Despite advances in cardiovascular medicine over the last 30 years, pathological left ventricular (LV) hypertrophy (LVH) secondary to pressure overload resulting from hypertension or aortic stenosis remains a powerful independent predictor of cardiovascular mortality and morbidity. Thus far, the only treatment available for this condition is blood pressure reduction with anti-hypertensive medications or replacement of a stenotic aortic valve.
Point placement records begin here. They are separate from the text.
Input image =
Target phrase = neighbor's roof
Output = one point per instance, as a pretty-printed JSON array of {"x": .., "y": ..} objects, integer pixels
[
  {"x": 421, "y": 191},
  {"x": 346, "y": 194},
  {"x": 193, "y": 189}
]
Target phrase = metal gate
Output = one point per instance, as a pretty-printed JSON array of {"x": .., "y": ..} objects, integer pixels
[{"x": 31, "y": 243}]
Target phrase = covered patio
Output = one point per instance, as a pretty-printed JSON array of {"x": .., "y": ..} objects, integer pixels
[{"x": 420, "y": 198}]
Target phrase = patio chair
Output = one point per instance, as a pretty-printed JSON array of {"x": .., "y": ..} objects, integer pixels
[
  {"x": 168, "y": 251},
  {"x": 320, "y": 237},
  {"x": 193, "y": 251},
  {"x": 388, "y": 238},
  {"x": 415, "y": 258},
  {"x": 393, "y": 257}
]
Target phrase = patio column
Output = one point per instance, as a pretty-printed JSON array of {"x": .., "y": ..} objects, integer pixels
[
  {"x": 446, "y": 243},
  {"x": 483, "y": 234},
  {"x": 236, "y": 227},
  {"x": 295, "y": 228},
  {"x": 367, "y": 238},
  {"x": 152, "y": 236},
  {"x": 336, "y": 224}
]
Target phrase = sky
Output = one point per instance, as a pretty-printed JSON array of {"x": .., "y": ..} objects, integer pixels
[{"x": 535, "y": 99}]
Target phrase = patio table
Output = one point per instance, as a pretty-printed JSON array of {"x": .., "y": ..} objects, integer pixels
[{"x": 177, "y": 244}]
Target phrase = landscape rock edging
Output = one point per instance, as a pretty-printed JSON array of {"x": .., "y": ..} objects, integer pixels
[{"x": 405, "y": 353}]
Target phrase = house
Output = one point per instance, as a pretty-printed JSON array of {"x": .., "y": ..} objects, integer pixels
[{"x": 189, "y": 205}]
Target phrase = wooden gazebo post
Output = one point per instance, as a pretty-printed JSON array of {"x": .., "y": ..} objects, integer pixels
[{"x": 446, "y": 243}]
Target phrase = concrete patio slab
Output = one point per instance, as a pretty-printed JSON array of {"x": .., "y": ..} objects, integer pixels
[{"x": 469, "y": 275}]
These strategies do not fully reverse the pathological remodeling that occurs once LVH is established.
We have shown recently that the Ca2+-activated TRPM4 ion channel acts as a positive regulator of pressure overload-induced cardiac hypertrophy. Given that TRPM4 is not activated by membrane stretch, the question remains as to the identity of the molecule at the start of the hypertrophic signaling cascade that senses changes in mechanical load within the myocardium and transduces that mechanical signal into a chemical signal that activates TRPM4. A prime candidate to act upstream of TRPM4 within this mechanosensory signaling cascade that drives LVH is the Ca2+-permeable mechanosensitive ion channel, Piezo1. Despite the significant evidence for a key role of Piezo1 channels in vascular physiology and pathophysiology, little is known about the role of Piezo1 in cardiac biology.
Here we show that Piezo1, which is both stretch-activated and Ca2+-permeable, is the mechanosensor that transduces increased myocardial forces into the chemical signal that initiates hypertrophic signaling via a close physical interaction with TRPM4. Cardiomyocyte-specific deletion of Piezo1 in adult mice inhibited the hypertrophic response. Piezo1 deletion prevented upregulation of the sodium-calcium exchanger and changes in other Ca2+ handling proteins after pressure overload. These findings establish Piezo1 as the cardiomyocyte mechanosensor that instigates the maladaptive hypertrophic response to pressure overload, and as a potential therapeutic target.